Liberty University has always been pro-Second Amendment, but next year they plan to up the ante—big time.
The school announced plans last week to build a $1 million, 13,000 square-foot gun range on their campus in Lynchburg, Va. The complex will feature indoor and outdoor areas for pistol, rifle, and shotgun practice and competition.
University president Jerry Falwell, Jr., touted the range as a logical extension of the school’s decision to allow students to carry handguns on campus. The range will give students a facility where they can earn their concealed handgun licenses and become more proficient with firearms.

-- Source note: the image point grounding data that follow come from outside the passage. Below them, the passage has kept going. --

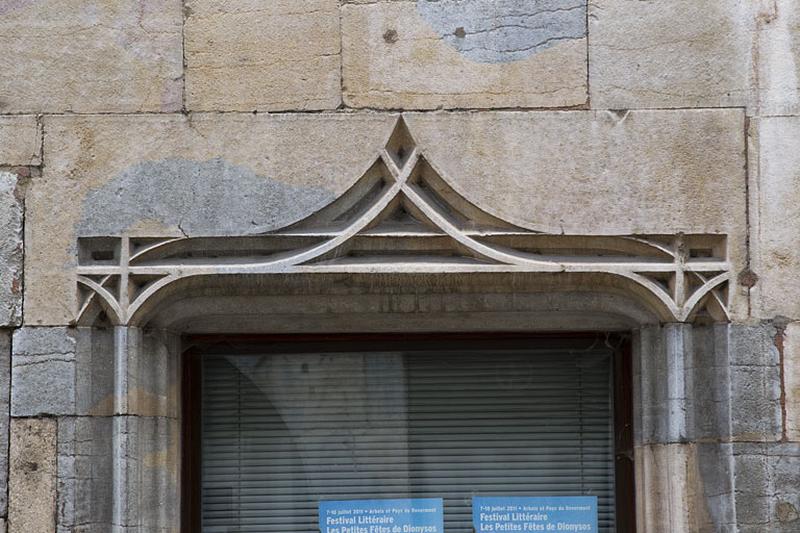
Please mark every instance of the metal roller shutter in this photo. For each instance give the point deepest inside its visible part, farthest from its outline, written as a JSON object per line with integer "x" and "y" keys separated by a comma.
{"x": 280, "y": 433}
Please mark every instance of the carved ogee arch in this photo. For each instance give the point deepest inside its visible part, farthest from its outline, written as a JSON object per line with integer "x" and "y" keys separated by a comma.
{"x": 402, "y": 216}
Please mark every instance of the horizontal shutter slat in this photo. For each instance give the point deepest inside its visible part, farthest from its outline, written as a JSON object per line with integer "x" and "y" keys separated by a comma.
{"x": 282, "y": 432}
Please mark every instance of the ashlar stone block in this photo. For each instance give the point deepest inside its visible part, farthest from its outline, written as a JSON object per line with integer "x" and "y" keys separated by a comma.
{"x": 681, "y": 53}
{"x": 229, "y": 174}
{"x": 458, "y": 54}
{"x": 32, "y": 483}
{"x": 20, "y": 140}
{"x": 777, "y": 58}
{"x": 775, "y": 216}
{"x": 791, "y": 373}
{"x": 91, "y": 56}
{"x": 255, "y": 55}
{"x": 43, "y": 372}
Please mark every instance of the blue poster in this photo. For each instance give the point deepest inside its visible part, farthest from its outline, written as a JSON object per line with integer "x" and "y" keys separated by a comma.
{"x": 556, "y": 513}
{"x": 420, "y": 515}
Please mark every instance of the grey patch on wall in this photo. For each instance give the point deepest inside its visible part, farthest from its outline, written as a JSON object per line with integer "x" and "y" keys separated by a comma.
{"x": 199, "y": 198}
{"x": 499, "y": 31}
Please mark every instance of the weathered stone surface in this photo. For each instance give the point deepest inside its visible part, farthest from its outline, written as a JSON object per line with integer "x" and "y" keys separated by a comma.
{"x": 43, "y": 372}
{"x": 464, "y": 54}
{"x": 625, "y": 173}
{"x": 11, "y": 250}
{"x": 84, "y": 474}
{"x": 791, "y": 373}
{"x": 151, "y": 384}
{"x": 644, "y": 172}
{"x": 20, "y": 141}
{"x": 754, "y": 383}
{"x": 32, "y": 483}
{"x": 148, "y": 456}
{"x": 254, "y": 55}
{"x": 5, "y": 384}
{"x": 199, "y": 175}
{"x": 775, "y": 215}
{"x": 669, "y": 54}
{"x": 76, "y": 55}
{"x": 683, "y": 487}
{"x": 767, "y": 476}
{"x": 777, "y": 58}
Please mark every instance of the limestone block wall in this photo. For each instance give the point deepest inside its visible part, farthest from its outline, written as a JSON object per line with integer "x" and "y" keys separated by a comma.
{"x": 162, "y": 119}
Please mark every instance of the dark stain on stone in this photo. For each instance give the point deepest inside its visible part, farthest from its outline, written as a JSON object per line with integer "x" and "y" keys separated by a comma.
{"x": 748, "y": 278}
{"x": 390, "y": 36}
{"x": 197, "y": 198}
{"x": 502, "y": 31}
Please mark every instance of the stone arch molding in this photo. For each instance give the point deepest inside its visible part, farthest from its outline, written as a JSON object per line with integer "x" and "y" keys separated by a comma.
{"x": 403, "y": 217}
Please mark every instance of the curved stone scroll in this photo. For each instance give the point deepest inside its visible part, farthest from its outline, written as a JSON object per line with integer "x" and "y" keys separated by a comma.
{"x": 402, "y": 216}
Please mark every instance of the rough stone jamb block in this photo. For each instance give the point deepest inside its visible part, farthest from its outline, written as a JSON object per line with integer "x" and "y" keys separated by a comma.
{"x": 146, "y": 373}
{"x": 145, "y": 460}
{"x": 5, "y": 385}
{"x": 43, "y": 372}
{"x": 774, "y": 153}
{"x": 684, "y": 487}
{"x": 84, "y": 474}
{"x": 709, "y": 398}
{"x": 663, "y": 383}
{"x": 767, "y": 477}
{"x": 146, "y": 492}
{"x": 32, "y": 483}
{"x": 756, "y": 413}
{"x": 791, "y": 380}
{"x": 11, "y": 250}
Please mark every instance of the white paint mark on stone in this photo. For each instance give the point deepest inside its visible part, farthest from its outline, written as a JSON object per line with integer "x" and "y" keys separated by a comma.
{"x": 501, "y": 31}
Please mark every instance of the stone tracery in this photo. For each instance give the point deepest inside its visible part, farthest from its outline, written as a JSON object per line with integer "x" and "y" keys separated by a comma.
{"x": 400, "y": 217}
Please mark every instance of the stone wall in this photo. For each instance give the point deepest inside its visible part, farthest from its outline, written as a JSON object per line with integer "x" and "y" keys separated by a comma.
{"x": 172, "y": 119}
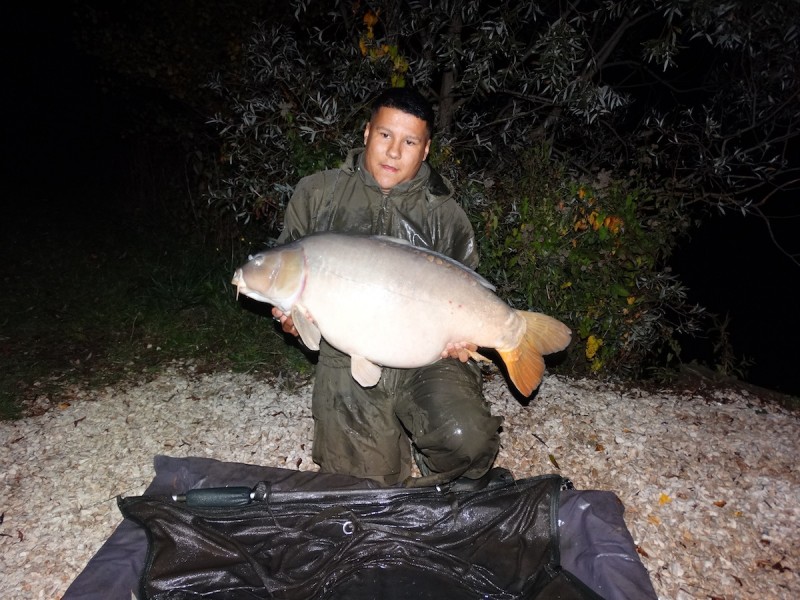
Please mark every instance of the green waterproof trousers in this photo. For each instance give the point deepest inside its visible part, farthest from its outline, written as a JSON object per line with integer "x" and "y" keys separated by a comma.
{"x": 365, "y": 431}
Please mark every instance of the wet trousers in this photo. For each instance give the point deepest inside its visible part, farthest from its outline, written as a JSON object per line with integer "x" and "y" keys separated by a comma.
{"x": 365, "y": 431}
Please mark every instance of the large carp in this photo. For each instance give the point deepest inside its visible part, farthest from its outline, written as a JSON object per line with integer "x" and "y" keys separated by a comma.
{"x": 388, "y": 303}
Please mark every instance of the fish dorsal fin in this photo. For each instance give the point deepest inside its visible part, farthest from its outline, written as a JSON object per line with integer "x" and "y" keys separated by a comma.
{"x": 427, "y": 251}
{"x": 365, "y": 372}
{"x": 307, "y": 329}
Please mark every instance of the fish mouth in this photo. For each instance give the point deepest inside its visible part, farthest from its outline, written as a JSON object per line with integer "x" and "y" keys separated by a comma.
{"x": 241, "y": 288}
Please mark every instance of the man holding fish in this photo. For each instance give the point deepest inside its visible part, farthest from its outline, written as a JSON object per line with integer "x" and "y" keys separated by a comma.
{"x": 363, "y": 429}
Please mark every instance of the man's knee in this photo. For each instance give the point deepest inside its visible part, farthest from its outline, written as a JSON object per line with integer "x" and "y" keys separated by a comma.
{"x": 457, "y": 446}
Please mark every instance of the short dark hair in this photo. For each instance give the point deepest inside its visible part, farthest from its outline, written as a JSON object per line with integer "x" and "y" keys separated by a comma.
{"x": 409, "y": 101}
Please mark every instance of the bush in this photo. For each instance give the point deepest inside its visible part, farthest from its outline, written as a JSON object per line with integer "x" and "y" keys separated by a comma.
{"x": 591, "y": 254}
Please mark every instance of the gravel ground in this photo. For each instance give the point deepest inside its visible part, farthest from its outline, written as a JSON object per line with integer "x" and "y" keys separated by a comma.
{"x": 709, "y": 481}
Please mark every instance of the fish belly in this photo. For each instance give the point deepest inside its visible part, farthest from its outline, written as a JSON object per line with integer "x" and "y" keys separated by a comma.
{"x": 398, "y": 306}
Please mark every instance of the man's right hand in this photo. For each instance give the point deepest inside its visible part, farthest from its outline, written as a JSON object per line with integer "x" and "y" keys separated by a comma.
{"x": 287, "y": 323}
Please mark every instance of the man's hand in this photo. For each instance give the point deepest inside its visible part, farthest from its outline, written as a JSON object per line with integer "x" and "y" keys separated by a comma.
{"x": 287, "y": 323}
{"x": 459, "y": 350}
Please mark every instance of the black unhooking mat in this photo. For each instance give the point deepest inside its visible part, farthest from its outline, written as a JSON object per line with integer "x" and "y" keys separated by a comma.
{"x": 310, "y": 535}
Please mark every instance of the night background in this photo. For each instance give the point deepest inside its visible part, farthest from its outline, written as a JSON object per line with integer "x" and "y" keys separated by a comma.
{"x": 72, "y": 144}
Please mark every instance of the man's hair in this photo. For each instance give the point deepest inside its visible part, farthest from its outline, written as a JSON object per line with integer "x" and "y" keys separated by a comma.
{"x": 409, "y": 101}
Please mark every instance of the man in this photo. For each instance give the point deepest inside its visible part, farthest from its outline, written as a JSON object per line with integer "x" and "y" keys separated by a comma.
{"x": 387, "y": 188}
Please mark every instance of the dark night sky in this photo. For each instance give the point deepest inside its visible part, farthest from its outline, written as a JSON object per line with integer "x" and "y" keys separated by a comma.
{"x": 59, "y": 139}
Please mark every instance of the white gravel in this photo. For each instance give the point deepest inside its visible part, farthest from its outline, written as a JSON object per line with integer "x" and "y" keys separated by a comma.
{"x": 710, "y": 484}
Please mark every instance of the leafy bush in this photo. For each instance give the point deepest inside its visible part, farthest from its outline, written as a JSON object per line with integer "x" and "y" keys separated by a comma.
{"x": 592, "y": 255}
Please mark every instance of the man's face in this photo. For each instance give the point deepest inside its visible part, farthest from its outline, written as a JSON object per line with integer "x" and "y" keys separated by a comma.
{"x": 397, "y": 143}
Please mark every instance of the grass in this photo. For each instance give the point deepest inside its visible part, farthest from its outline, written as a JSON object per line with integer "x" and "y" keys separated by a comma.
{"x": 95, "y": 302}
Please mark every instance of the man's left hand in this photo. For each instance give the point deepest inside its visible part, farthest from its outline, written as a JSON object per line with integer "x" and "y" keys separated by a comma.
{"x": 459, "y": 350}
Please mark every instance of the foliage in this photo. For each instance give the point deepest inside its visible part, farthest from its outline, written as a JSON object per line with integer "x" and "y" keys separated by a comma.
{"x": 698, "y": 98}
{"x": 591, "y": 254}
{"x": 687, "y": 105}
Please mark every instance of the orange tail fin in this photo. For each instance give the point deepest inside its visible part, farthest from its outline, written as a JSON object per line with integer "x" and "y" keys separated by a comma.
{"x": 525, "y": 364}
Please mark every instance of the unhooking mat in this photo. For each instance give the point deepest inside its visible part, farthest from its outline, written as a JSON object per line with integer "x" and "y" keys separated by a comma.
{"x": 314, "y": 535}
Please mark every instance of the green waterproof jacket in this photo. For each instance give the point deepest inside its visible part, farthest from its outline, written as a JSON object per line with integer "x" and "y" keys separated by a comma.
{"x": 349, "y": 200}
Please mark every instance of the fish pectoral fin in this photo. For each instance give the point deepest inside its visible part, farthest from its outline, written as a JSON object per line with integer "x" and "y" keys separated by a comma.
{"x": 307, "y": 329}
{"x": 525, "y": 364}
{"x": 364, "y": 371}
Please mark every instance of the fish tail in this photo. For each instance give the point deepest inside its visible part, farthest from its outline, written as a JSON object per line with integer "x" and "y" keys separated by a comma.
{"x": 525, "y": 362}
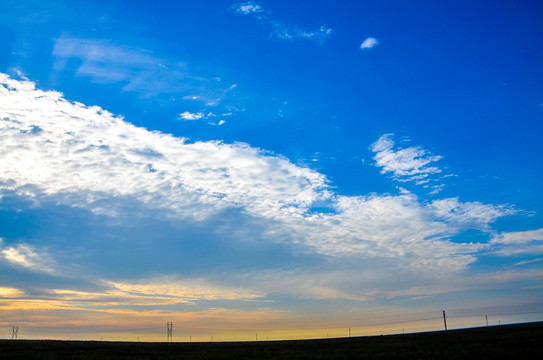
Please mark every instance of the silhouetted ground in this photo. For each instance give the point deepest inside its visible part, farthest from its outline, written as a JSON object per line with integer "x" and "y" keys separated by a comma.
{"x": 521, "y": 341}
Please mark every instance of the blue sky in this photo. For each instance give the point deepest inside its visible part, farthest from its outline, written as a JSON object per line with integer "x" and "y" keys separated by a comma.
{"x": 269, "y": 165}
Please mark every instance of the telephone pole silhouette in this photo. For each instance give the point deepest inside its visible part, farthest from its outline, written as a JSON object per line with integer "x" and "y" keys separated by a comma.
{"x": 169, "y": 329}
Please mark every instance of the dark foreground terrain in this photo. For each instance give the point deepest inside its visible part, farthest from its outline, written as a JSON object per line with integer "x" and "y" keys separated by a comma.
{"x": 521, "y": 341}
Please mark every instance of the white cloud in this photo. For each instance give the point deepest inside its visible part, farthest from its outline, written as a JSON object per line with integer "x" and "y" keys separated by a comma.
{"x": 518, "y": 243}
{"x": 247, "y": 8}
{"x": 405, "y": 164}
{"x": 26, "y": 256}
{"x": 135, "y": 69}
{"x": 281, "y": 30}
{"x": 369, "y": 43}
{"x": 191, "y": 116}
{"x": 85, "y": 157}
{"x": 288, "y": 32}
{"x": 518, "y": 237}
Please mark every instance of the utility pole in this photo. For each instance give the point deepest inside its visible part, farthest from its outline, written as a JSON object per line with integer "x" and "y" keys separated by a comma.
{"x": 169, "y": 329}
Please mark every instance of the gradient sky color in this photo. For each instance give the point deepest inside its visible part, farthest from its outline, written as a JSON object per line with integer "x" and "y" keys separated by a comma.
{"x": 293, "y": 168}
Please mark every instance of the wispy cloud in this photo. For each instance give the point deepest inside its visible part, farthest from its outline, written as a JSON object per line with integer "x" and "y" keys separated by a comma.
{"x": 212, "y": 119}
{"x": 405, "y": 164}
{"x": 191, "y": 116}
{"x": 247, "y": 8}
{"x": 135, "y": 69}
{"x": 279, "y": 29}
{"x": 26, "y": 256}
{"x": 68, "y": 154}
{"x": 519, "y": 243}
{"x": 369, "y": 43}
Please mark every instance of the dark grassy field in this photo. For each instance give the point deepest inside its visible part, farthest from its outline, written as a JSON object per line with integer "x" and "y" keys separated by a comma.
{"x": 521, "y": 341}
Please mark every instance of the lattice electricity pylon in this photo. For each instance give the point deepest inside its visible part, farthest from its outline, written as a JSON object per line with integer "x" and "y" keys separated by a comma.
{"x": 169, "y": 327}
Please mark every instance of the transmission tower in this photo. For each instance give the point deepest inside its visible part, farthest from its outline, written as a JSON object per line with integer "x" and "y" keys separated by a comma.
{"x": 14, "y": 332}
{"x": 169, "y": 329}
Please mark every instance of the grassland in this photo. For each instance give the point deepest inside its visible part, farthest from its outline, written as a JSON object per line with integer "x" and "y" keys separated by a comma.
{"x": 521, "y": 341}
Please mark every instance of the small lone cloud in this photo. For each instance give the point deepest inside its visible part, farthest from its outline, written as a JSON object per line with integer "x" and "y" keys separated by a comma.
{"x": 369, "y": 43}
{"x": 191, "y": 116}
{"x": 247, "y": 8}
{"x": 278, "y": 29}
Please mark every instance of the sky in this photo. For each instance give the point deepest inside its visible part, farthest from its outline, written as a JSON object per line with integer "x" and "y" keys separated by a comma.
{"x": 282, "y": 169}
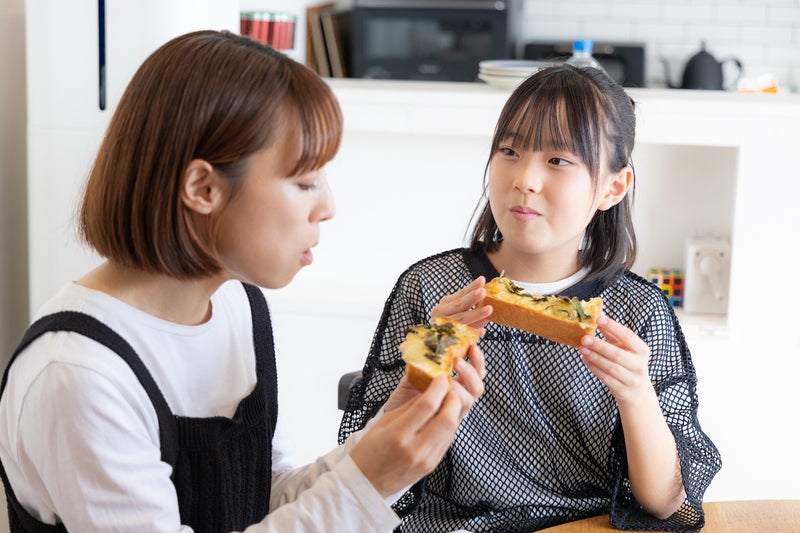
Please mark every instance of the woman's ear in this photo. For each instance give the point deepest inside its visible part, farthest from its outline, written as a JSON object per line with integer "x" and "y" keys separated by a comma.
{"x": 616, "y": 188}
{"x": 200, "y": 188}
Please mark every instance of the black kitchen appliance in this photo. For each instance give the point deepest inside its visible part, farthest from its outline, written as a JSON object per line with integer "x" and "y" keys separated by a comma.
{"x": 624, "y": 62}
{"x": 427, "y": 39}
{"x": 703, "y": 71}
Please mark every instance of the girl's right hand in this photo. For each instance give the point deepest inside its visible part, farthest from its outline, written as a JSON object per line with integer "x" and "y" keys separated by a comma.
{"x": 411, "y": 438}
{"x": 463, "y": 306}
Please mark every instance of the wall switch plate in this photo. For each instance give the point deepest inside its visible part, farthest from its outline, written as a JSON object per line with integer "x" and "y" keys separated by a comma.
{"x": 707, "y": 277}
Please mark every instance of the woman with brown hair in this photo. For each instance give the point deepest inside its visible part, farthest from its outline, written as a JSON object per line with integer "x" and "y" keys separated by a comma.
{"x": 144, "y": 396}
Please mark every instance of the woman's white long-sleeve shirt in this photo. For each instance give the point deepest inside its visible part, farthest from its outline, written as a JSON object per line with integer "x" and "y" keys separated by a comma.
{"x": 79, "y": 437}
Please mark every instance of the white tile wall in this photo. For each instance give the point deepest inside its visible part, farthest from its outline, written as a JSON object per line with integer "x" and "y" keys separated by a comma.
{"x": 763, "y": 34}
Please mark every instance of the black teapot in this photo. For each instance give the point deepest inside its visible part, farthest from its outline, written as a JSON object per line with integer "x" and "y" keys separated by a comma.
{"x": 703, "y": 71}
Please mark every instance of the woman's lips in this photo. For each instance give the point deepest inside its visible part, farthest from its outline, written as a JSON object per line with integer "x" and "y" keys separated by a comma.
{"x": 523, "y": 213}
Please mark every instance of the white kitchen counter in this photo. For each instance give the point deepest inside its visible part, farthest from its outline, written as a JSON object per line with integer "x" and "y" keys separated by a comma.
{"x": 410, "y": 172}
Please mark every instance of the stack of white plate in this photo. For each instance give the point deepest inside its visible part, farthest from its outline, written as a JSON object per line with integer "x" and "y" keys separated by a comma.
{"x": 508, "y": 73}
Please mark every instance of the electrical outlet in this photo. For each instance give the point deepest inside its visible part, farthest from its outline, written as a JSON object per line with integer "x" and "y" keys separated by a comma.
{"x": 708, "y": 263}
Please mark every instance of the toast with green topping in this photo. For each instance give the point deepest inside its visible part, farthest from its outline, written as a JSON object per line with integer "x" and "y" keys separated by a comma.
{"x": 431, "y": 349}
{"x": 558, "y": 318}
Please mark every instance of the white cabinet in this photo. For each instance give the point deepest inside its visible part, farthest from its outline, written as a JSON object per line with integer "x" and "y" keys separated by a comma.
{"x": 708, "y": 163}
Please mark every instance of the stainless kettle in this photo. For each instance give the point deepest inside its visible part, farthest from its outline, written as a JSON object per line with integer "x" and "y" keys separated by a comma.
{"x": 703, "y": 71}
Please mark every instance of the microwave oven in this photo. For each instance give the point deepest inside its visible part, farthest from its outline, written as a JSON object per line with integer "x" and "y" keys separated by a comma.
{"x": 624, "y": 62}
{"x": 442, "y": 40}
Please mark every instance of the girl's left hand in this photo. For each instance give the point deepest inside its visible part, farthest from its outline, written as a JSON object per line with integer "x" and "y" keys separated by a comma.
{"x": 619, "y": 361}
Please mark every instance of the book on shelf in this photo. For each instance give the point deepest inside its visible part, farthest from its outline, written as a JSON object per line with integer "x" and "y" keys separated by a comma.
{"x": 336, "y": 31}
{"x": 316, "y": 50}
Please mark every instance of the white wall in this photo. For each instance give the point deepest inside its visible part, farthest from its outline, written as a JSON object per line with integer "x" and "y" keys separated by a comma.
{"x": 13, "y": 227}
{"x": 13, "y": 265}
{"x": 763, "y": 34}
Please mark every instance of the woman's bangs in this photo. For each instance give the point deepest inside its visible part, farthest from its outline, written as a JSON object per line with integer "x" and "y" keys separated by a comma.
{"x": 321, "y": 129}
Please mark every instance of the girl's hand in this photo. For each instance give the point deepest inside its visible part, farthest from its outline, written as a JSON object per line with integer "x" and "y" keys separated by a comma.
{"x": 619, "y": 361}
{"x": 416, "y": 429}
{"x": 462, "y": 306}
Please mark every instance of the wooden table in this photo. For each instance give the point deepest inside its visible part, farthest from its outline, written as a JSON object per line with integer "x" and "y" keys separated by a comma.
{"x": 751, "y": 516}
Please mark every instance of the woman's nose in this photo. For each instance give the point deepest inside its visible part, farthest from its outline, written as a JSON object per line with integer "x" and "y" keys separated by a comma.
{"x": 326, "y": 208}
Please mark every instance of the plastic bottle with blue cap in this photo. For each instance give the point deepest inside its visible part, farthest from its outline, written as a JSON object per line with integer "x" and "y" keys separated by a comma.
{"x": 582, "y": 55}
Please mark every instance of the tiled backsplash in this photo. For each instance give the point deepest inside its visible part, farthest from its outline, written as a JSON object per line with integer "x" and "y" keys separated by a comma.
{"x": 763, "y": 34}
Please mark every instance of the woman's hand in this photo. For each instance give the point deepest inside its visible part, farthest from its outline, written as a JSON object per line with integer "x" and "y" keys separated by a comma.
{"x": 463, "y": 306}
{"x": 619, "y": 361}
{"x": 416, "y": 429}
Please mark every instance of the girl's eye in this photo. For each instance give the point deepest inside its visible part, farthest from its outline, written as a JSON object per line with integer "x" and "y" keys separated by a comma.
{"x": 507, "y": 151}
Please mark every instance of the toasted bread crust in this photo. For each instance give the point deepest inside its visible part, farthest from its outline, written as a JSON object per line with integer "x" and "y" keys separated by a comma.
{"x": 556, "y": 329}
{"x": 420, "y": 369}
{"x": 518, "y": 315}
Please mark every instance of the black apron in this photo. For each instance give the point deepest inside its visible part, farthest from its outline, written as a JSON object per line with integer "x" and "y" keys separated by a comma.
{"x": 221, "y": 467}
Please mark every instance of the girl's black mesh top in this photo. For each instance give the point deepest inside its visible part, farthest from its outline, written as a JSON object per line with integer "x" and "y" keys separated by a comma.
{"x": 544, "y": 444}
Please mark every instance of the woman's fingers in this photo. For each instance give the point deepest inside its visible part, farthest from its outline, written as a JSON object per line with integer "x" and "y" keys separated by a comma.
{"x": 462, "y": 301}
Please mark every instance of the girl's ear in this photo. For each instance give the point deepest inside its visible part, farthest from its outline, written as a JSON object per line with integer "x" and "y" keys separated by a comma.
{"x": 616, "y": 188}
{"x": 200, "y": 187}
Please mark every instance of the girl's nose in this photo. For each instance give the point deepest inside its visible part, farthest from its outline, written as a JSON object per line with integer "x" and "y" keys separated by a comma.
{"x": 528, "y": 180}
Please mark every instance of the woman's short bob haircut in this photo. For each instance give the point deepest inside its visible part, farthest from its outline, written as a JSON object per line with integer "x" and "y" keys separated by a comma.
{"x": 208, "y": 95}
{"x": 587, "y": 113}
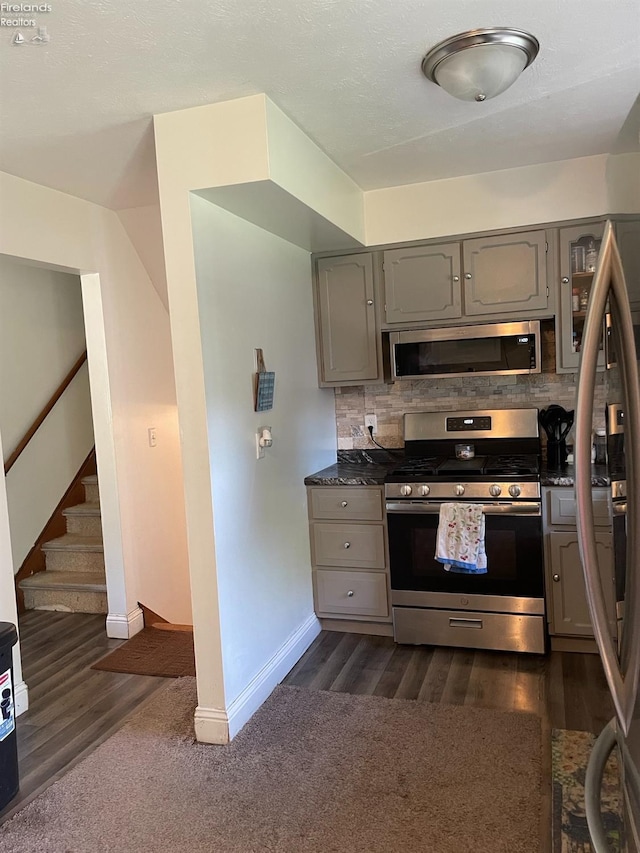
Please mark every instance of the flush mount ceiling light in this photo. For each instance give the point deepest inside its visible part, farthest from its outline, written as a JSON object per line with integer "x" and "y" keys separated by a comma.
{"x": 479, "y": 64}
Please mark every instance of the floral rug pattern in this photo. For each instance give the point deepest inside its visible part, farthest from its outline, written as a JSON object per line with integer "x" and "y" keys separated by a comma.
{"x": 570, "y": 753}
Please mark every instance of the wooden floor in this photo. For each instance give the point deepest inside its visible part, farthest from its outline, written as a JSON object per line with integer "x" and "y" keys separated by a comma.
{"x": 567, "y": 690}
{"x": 72, "y": 708}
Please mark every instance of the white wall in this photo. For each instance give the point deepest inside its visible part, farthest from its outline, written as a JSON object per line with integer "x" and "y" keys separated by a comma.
{"x": 254, "y": 290}
{"x": 214, "y": 146}
{"x": 132, "y": 388}
{"x": 41, "y": 337}
{"x": 510, "y": 198}
{"x": 623, "y": 179}
{"x": 144, "y": 229}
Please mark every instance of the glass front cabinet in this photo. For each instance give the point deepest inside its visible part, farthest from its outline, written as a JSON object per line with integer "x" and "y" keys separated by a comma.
{"x": 579, "y": 247}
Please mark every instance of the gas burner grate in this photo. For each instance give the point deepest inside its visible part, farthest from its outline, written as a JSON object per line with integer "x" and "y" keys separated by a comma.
{"x": 419, "y": 466}
{"x": 515, "y": 464}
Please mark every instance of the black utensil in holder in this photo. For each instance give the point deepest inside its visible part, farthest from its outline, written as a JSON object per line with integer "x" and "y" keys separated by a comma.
{"x": 556, "y": 454}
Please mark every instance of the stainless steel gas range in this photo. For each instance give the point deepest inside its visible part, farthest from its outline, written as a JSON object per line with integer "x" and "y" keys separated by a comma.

Falwell told the Washington Post that the school’s pro-gun policies are meant to deter mass shooters like the one who killed 32 people at Virginia Tech in 2007. Gun-free zones attract terrorists, he said, and Liberty is set to become the least gun-free university in the country.
Students and Liberty families approve of the university’s stance on firearms, Falwell continued. Though he admitted he wasn’t sure how parents would respond, he’s received overwhelmingly positive feedback about the proposed range.
“I was a little timid about telling parents about it because I thought some would be worried,” Falwell said. “But I never got such enthusiastic applause. They don’t want to see anything happen here like at Virginia Tech, where nobody was able to fire back.”
While guns and college students might sound like a potentially dangerous combination, Brad Butler, Liberty’s planning coordinator, said the school is committed to creating a safe environment. Butler has been working with the NRA to develop best practices for safety as the school considers design and policy options.
Jason Brown, an NRA spokesman, told the Post that the organization frequently supports “institutions across the country by providing range guidelines and technical advice and grant-funding for citizens to participate in shooting sports.”
“We really do want to provide the best facilities possible in the most controlled environment possible,” Butler told WDBJ7 Tuesday.
Ultimately, Butler’s motivation for helping with the project is similar to Falwell’s. He said the range will allow students to prepare for a potential active shooter situation like the one that occurred a short 85 miles away at Virginia Tech.
“With president Falwell’s bold leadership, we’re going to avert something of that magnitude should evil like that ever come to this campus,” Butler said.
According to WDBJ7, Liberty needs a special use permit from Campbell County to build the shooting range, but planning commissioners have already recommended that the project move forward.
The Campbell County Board of Supervisors will have a final say on LU’s permit request after a public hearing, which is scheduled for Jan. 3.